Ofélia nunca foi uma rapariga alegre nem uma grande atleta, era frágil demais, física e emocionalmente. Mas por não saber fazer mais nada senão nadar, prosseguia com os treinos. Do que ela gostava mesmo era de flutuar, deixar o corpo ondular à superfície, fosse no mar ou na banheira de sua casa. Desde pequena tomava longos banhos de imersão. Sentia-se protegida quando submergia porque deixava de sentir peso ou gravidade, concentrava-se apenas no tum-tum-tum da pulsação.

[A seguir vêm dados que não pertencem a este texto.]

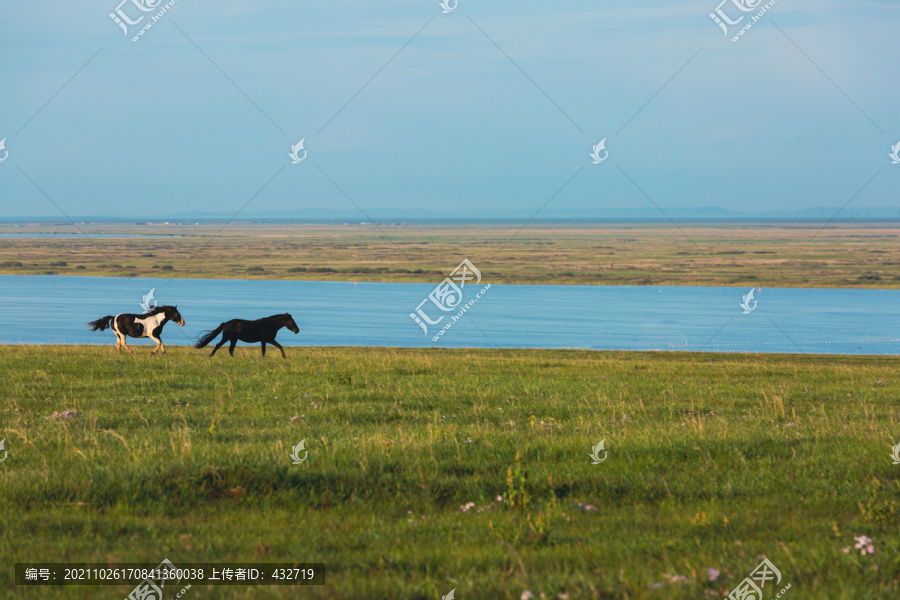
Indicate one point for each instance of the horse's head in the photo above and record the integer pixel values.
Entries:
(290, 324)
(173, 314)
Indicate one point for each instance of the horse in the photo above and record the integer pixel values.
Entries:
(260, 330)
(149, 325)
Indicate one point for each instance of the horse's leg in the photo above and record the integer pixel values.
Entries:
(159, 345)
(219, 345)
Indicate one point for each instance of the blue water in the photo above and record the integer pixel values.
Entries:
(37, 309)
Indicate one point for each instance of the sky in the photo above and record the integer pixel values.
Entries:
(489, 110)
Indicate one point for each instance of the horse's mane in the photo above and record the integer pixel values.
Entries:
(157, 310)
(279, 316)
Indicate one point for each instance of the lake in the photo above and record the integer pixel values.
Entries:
(39, 309)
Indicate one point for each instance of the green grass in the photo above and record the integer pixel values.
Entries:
(721, 458)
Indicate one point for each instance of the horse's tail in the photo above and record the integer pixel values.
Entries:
(101, 324)
(208, 336)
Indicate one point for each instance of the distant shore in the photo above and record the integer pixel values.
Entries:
(799, 254)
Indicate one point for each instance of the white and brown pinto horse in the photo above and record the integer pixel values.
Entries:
(149, 325)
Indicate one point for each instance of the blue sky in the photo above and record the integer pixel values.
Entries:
(450, 124)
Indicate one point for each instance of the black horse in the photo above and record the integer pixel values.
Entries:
(149, 325)
(260, 330)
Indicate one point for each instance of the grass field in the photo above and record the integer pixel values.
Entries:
(714, 461)
(784, 255)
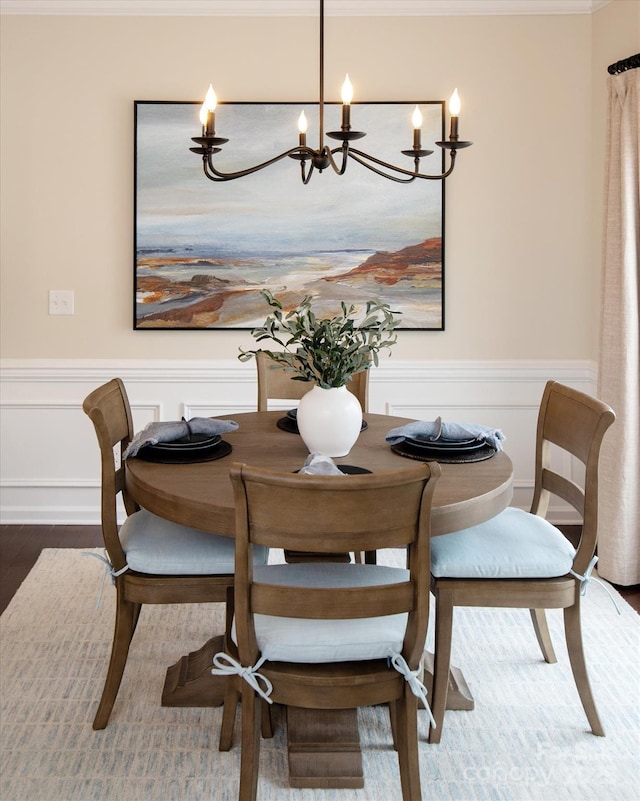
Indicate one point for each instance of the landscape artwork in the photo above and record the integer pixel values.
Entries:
(204, 250)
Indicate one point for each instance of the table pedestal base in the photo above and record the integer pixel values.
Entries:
(190, 683)
(324, 748)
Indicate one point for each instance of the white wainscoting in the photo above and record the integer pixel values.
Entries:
(49, 456)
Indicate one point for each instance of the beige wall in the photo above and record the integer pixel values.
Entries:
(523, 206)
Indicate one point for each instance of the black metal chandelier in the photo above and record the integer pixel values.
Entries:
(208, 144)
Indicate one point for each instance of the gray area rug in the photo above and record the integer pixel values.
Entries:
(526, 739)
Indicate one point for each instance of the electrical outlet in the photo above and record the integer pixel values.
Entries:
(61, 301)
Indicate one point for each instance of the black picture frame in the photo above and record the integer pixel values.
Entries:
(203, 250)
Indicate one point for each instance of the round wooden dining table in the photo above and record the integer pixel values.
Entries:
(200, 495)
(323, 744)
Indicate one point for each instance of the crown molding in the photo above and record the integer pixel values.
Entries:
(295, 8)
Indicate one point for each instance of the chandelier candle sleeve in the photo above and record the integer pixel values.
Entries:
(302, 128)
(454, 111)
(417, 125)
(207, 112)
(347, 97)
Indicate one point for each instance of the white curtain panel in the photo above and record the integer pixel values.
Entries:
(619, 368)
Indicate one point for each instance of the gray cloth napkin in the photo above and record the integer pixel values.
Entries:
(154, 433)
(317, 464)
(437, 431)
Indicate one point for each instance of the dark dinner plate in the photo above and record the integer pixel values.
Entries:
(186, 450)
(424, 454)
(447, 445)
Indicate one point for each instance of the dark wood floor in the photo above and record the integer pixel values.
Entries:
(20, 547)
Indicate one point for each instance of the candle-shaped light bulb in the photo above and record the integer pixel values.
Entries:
(211, 101)
(347, 90)
(208, 112)
(454, 111)
(302, 128)
(416, 119)
(347, 97)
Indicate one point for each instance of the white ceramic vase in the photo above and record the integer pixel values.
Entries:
(329, 420)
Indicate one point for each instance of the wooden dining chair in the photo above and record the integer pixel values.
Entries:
(328, 635)
(519, 559)
(151, 560)
(275, 381)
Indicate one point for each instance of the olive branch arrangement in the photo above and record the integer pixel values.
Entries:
(328, 351)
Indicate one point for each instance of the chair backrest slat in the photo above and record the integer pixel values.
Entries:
(576, 423)
(275, 381)
(108, 409)
(320, 604)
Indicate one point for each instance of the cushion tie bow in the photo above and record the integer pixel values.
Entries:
(226, 665)
(587, 577)
(411, 677)
(108, 571)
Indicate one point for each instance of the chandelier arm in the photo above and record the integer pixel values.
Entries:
(214, 174)
(365, 159)
(352, 154)
(306, 177)
(339, 170)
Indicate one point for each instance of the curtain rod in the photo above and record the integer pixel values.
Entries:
(630, 63)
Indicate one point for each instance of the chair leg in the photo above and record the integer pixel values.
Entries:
(266, 725)
(393, 719)
(573, 634)
(539, 620)
(230, 704)
(442, 660)
(406, 716)
(250, 758)
(127, 615)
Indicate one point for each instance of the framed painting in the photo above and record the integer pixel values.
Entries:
(204, 250)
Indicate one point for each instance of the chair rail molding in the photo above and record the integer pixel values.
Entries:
(50, 466)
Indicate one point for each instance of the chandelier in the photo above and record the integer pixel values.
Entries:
(324, 156)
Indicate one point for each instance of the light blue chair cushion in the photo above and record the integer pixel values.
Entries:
(514, 544)
(289, 639)
(155, 545)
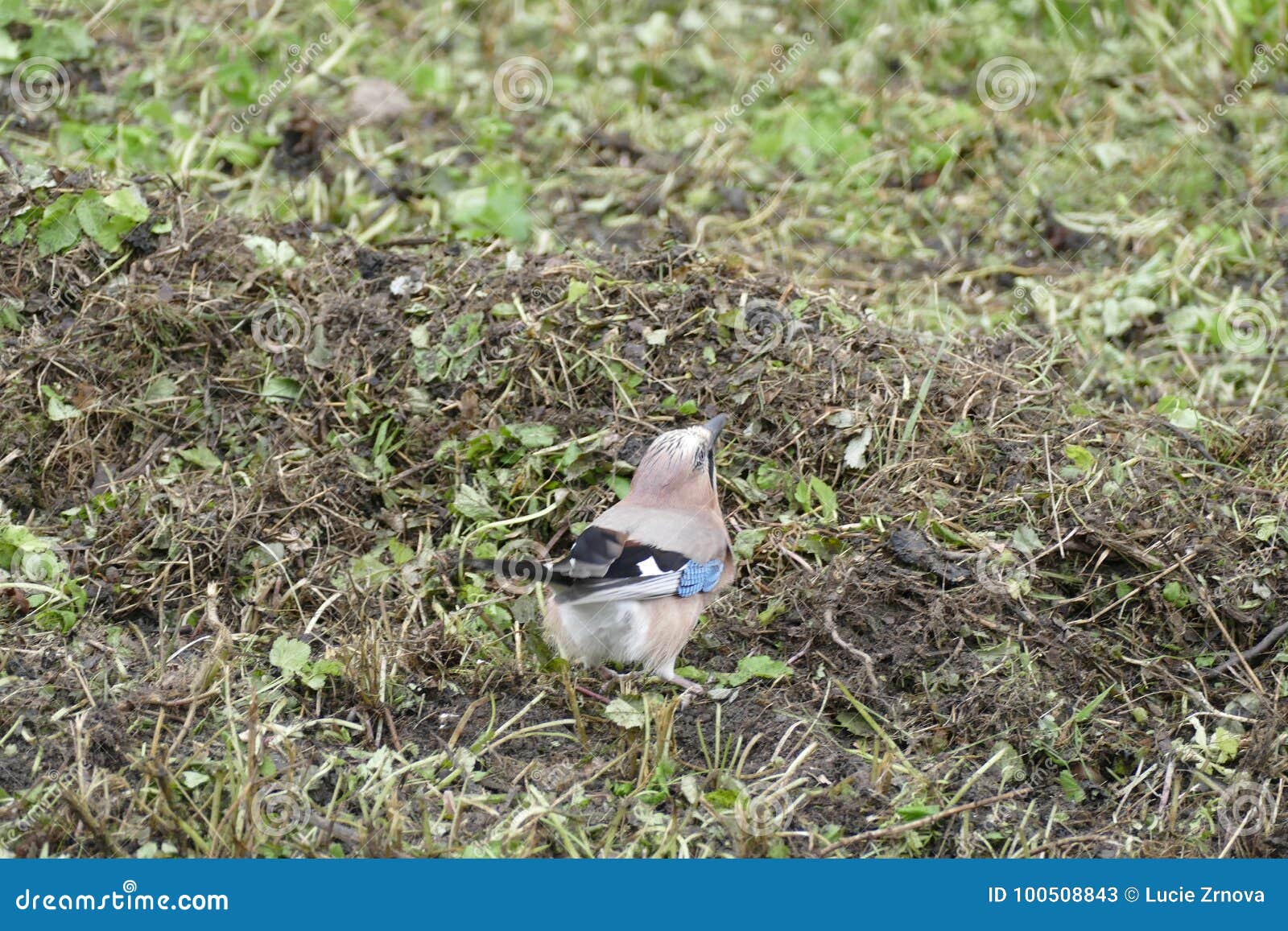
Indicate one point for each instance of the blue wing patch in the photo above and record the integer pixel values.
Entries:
(696, 577)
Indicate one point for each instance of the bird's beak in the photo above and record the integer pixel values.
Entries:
(714, 426)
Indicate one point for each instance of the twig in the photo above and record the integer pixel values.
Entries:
(1262, 645)
(923, 822)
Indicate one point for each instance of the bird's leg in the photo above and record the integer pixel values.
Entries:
(667, 674)
(615, 678)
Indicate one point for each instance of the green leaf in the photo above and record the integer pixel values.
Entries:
(472, 502)
(1081, 456)
(747, 540)
(1071, 787)
(57, 409)
(1225, 744)
(912, 813)
(280, 388)
(758, 667)
(58, 229)
(272, 253)
(289, 654)
(201, 456)
(534, 435)
(191, 778)
(161, 389)
(1176, 594)
(1090, 707)
(577, 290)
(129, 205)
(624, 714)
(723, 800)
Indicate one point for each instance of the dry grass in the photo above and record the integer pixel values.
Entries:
(985, 656)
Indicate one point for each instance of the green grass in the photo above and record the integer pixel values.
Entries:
(267, 366)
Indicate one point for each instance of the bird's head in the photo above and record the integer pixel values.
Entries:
(679, 468)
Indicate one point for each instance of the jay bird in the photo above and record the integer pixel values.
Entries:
(635, 581)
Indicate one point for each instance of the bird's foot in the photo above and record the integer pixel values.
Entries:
(691, 688)
(615, 678)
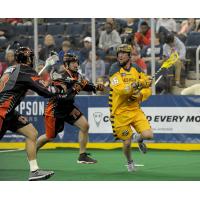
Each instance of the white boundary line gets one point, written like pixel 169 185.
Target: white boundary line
pixel 139 165
pixel 10 150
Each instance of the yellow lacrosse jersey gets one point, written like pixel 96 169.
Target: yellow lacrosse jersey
pixel 121 88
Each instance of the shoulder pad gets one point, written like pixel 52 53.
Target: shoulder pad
pixel 137 68
pixel 114 68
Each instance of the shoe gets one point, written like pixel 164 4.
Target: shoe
pixel 180 85
pixel 85 159
pixel 131 166
pixel 40 175
pixel 142 147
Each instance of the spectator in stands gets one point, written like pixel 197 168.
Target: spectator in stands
pixel 84 52
pixel 198 28
pixel 10 58
pixel 165 26
pixel 158 52
pixel 172 43
pixel 49 45
pixel 168 23
pixel 129 30
pixel 186 27
pixel 109 39
pixel 66 48
pixel 87 66
pixel 143 37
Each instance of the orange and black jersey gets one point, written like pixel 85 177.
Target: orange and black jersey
pixel 14 84
pixel 61 107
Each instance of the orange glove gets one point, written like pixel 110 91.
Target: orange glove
pixel 77 87
pixel 100 87
pixel 84 82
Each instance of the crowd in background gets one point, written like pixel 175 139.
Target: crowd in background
pixel 74 36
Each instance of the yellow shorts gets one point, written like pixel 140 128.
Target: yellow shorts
pixel 123 122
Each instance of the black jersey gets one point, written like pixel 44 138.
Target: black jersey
pixel 14 84
pixel 61 107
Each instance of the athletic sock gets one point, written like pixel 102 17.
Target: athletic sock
pixel 138 137
pixel 33 165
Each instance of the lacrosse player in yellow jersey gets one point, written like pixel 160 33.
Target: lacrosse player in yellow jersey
pixel 129 86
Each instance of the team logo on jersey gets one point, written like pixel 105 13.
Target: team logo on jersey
pixel 97 117
pixel 125 133
pixel 123 74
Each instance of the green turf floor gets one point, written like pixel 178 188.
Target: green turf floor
pixel 158 165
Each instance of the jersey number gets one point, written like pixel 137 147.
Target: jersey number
pixel 4 79
pixel 115 81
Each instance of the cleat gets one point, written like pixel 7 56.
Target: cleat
pixel 85 159
pixel 131 166
pixel 142 147
pixel 40 175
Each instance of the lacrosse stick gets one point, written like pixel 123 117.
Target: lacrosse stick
pixel 166 65
pixel 52 60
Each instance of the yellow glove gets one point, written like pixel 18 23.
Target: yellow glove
pixel 136 96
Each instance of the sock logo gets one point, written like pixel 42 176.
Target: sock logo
pixel 97 118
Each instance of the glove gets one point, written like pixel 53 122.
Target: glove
pixel 77 87
pixel 60 87
pixel 137 96
pixel 84 82
pixel 100 87
pixel 145 83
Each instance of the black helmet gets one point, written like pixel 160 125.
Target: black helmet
pixel 69 57
pixel 169 38
pixel 24 55
pixel 126 48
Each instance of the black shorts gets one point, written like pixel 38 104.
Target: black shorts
pixel 54 125
pixel 11 123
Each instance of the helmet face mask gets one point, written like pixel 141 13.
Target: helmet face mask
pixel 124 54
pixel 71 61
pixel 24 55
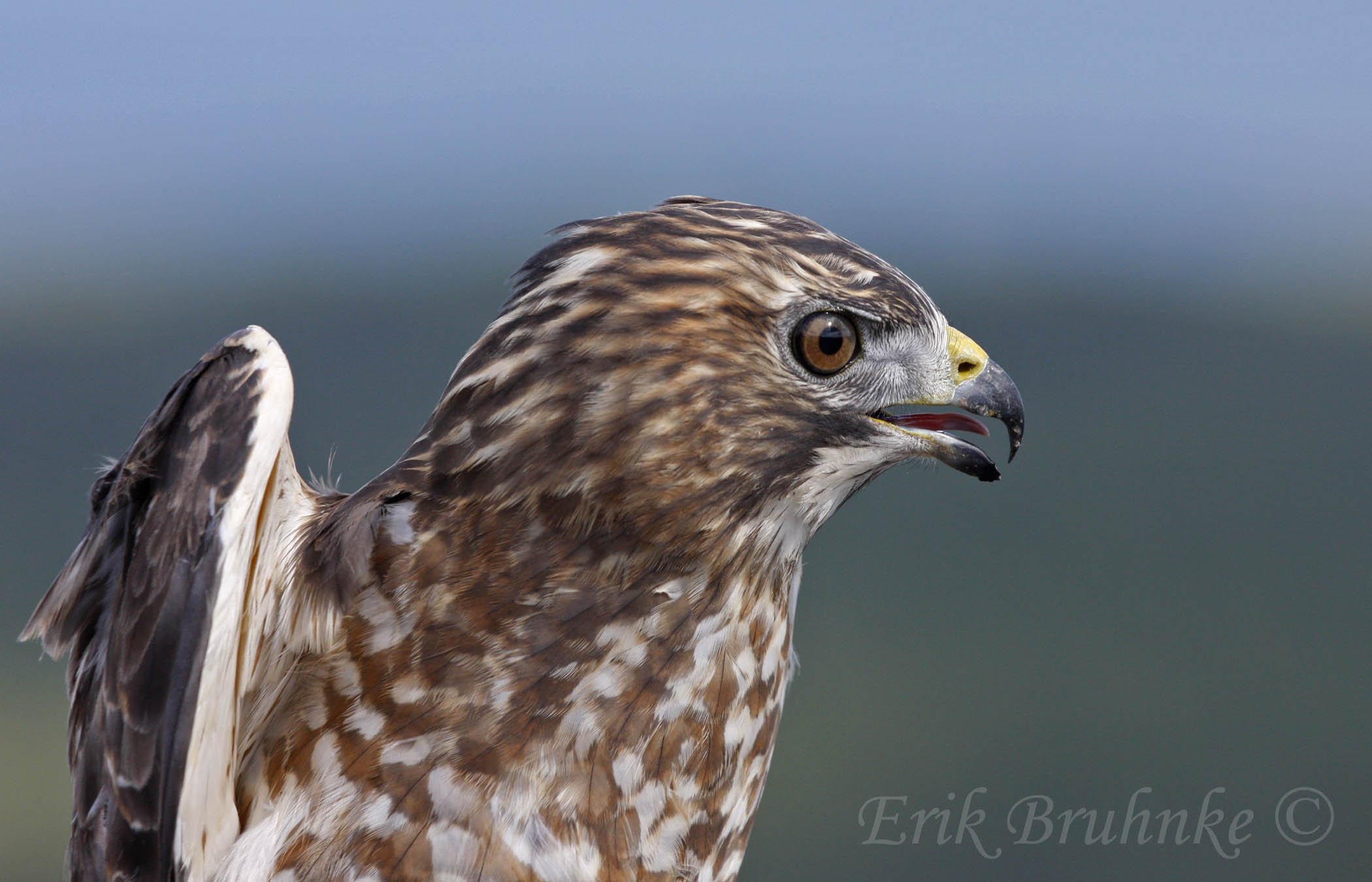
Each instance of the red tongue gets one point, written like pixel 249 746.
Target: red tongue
pixel 940 423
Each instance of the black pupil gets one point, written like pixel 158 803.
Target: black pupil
pixel 830 339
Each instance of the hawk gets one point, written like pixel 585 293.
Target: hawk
pixel 553 640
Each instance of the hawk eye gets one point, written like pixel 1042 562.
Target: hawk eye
pixel 825 342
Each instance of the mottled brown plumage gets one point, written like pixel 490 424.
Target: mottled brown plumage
pixel 553 640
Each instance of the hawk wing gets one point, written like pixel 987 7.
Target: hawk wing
pixel 183 617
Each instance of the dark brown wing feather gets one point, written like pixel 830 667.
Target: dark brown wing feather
pixel 133 608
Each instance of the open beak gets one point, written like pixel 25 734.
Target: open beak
pixel 981 387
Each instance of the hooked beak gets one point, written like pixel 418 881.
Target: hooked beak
pixel 981 387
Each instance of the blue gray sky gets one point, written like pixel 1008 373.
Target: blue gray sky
pixel 148 144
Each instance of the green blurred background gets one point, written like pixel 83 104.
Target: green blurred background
pixel 1158 218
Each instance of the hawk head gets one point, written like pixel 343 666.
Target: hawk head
pixel 688 368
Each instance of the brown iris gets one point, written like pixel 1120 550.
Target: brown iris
pixel 825 342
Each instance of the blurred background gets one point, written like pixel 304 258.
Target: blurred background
pixel 1157 216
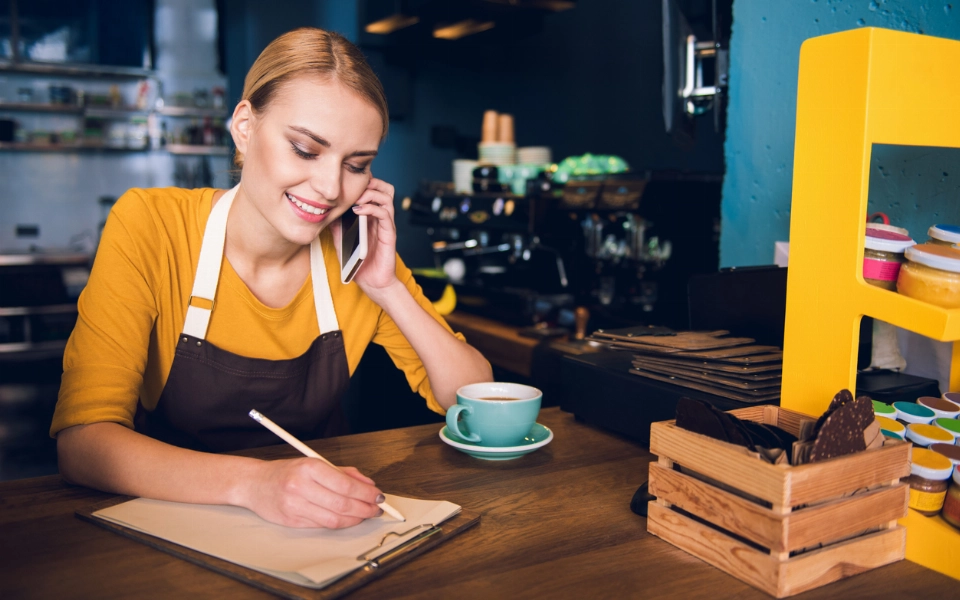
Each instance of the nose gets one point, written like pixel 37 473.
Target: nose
pixel 325 178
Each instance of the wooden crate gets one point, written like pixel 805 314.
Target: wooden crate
pixel 779 528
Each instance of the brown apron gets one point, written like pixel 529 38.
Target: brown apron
pixel 209 391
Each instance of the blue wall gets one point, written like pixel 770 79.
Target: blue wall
pixel 914 186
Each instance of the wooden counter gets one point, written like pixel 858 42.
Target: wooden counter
pixel 555 524
pixel 501 344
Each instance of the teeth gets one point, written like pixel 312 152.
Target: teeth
pixel 306 207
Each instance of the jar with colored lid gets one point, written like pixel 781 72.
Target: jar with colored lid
pixel 951 426
pixel 951 504
pixel 932 275
pixel 882 256
pixel 924 435
pixel 940 407
pixel 929 473
pixel 909 412
pixel 891 428
pixel 882 409
pixel 951 452
pixel 944 235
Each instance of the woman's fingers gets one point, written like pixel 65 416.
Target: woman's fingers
pixel 310 493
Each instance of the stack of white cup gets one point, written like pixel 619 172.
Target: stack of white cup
pixel 534 155
pixel 463 175
pixel 497 145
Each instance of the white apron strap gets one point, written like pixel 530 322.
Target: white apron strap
pixel 208 275
pixel 208 267
pixel 322 299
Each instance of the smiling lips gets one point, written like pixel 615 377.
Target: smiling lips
pixel 306 211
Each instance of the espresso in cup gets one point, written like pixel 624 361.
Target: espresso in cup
pixel 494 414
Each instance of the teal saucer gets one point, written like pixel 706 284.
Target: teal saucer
pixel 538 437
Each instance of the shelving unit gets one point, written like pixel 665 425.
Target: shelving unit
pixel 197 150
pixel 856 89
pixel 65 147
pixel 103 112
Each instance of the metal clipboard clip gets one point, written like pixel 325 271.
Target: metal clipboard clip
pixel 374 562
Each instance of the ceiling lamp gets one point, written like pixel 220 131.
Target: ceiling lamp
pixel 554 5
pixel 462 29
pixel 392 23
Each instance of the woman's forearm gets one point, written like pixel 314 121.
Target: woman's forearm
pixel 113 458
pixel 449 362
pixel 300 492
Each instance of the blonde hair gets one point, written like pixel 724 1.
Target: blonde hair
pixel 311 51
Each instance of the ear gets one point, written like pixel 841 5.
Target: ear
pixel 241 125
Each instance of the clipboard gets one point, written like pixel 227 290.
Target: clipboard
pixel 378 564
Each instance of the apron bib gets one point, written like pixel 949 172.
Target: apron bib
pixel 209 391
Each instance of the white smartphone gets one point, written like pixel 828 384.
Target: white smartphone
pixel 353 244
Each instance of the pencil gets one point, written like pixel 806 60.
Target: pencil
pixel 307 451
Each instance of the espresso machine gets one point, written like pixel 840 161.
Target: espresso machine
pixel 621 246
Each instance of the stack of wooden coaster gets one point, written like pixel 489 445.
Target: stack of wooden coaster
pixel 707 361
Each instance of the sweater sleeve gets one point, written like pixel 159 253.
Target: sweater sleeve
pixel 401 352
pixel 106 354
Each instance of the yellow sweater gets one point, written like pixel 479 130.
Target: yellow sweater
pixel 133 308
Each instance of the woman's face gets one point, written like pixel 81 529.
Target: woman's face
pixel 307 155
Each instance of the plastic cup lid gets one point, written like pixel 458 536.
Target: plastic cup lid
pixel 946 233
pixel 886 241
pixel 891 425
pixel 914 410
pixel 930 465
pixel 928 434
pixel 951 425
pixel 949 450
pixel 882 408
pixel 944 258
pixel 884 227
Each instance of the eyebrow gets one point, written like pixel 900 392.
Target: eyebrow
pixel 326 144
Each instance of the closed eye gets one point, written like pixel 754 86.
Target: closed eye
pixel 302 153
pixel 355 169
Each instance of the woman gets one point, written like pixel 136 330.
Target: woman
pixel 174 345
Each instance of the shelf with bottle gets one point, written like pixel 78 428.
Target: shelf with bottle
pixel 85 71
pixel 856 89
pixel 192 111
pixel 197 149
pixel 64 147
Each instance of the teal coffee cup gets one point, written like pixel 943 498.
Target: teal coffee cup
pixel 494 414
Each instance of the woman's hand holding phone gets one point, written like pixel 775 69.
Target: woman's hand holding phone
pixel 379 269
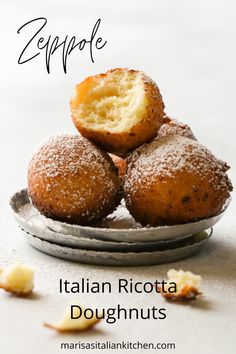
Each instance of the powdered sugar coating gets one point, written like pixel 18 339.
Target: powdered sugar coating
pixel 173 126
pixel 71 179
pixel 175 180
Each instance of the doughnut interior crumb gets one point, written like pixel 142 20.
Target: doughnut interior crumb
pixel 187 283
pixel 17 279
pixel 111 102
pixel 67 324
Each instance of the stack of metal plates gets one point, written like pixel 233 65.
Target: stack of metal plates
pixel 118 240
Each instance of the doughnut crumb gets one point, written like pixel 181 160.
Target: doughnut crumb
pixel 119 110
pixel 17 279
pixel 187 284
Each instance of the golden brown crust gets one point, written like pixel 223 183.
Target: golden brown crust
pixel 72 180
pixel 144 131
pixel 174 180
pixel 173 126
pixel 120 164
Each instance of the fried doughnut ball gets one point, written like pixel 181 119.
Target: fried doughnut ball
pixel 120 164
pixel 174 180
pixel 119 110
pixel 72 180
pixel 173 126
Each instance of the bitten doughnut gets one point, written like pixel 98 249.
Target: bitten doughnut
pixel 120 164
pixel 173 126
pixel 174 180
pixel 72 180
pixel 119 110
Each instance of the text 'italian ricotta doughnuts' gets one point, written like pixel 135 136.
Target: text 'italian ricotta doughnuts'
pixel 72 180
pixel 174 180
pixel 119 110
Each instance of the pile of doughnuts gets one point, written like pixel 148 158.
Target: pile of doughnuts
pixel 126 148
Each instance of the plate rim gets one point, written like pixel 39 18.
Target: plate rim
pixel 111 230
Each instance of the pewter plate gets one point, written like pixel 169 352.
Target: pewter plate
pixel 189 248
pixel 118 228
pixel 34 223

Depois do treino diário na piscina, tomava então o pequeno-almoço no café do Clube: um copo de leite vegetal e uma bolacha de aveia. Sempre teve um apetite que condizia com o corpo de passarinho. Logo seguia para as aulas a pé, uma vez que a escola se encontrava a poucos metros de distância; estava no penúltimo ano do ensino secundário. Nos últimos tempos, andava particularmente apreensiva. O treinador, com quem mantinha há vários meses uma relação amorosa às escondidas, passou a tratá-la de um modo diferente desde que voltara de um campeonato na Alemanha. Numa das muitas discussões que tiveram recentemente, ele sugeriu-lhe que fosse para um convento. Ofélia tinha quase a certeza de que ele estava à beira de um esgotamento nervoso e aconselhou-o a ir ao médico. Disse-lhe até que o acompanhava com muito gosto. Fez troça dela. Disse-lhe que se alguém precisava de se tratar era ela, uma tola que continuava a nadar sem ter o mínimo talento.

Pode dizer-se que a vida estava a atravessar-se de modo estranho nos dias de Ofélia, porém ela não contava com uma das mais terríveis perdas. O seu pai foi esfaqueado e assaltado. A notícia lançou Ofélia para a mais profunda tristeza e para uma incompreensão nunca antes conhecida. Quando contou ao treinador a tragédia que sofrera, ele respondeu com a mais enigmática e despropositada frase que alguma vez lhe ouvira: "Ser ou não ser, eis a questão." Durante o treino na piscina, não lhe mostrou qualquer compaixão, tratou-a como qualquer outro atleta, parecia até que nem a conhecia. Ofélia não foi capaz de o confrontar, não tinha forças.

Tirando o pai e um irmão que vivia longe, não havia mais ninguém. Sentiu um irreversível sentimento de finitude. Nesse dia saiu do treino e não seguiu para a escola. Voltou para casa. Precisava de um banho de imersão. Ondular por momentos numa maré morna. Submergir as veias até deixar de doer.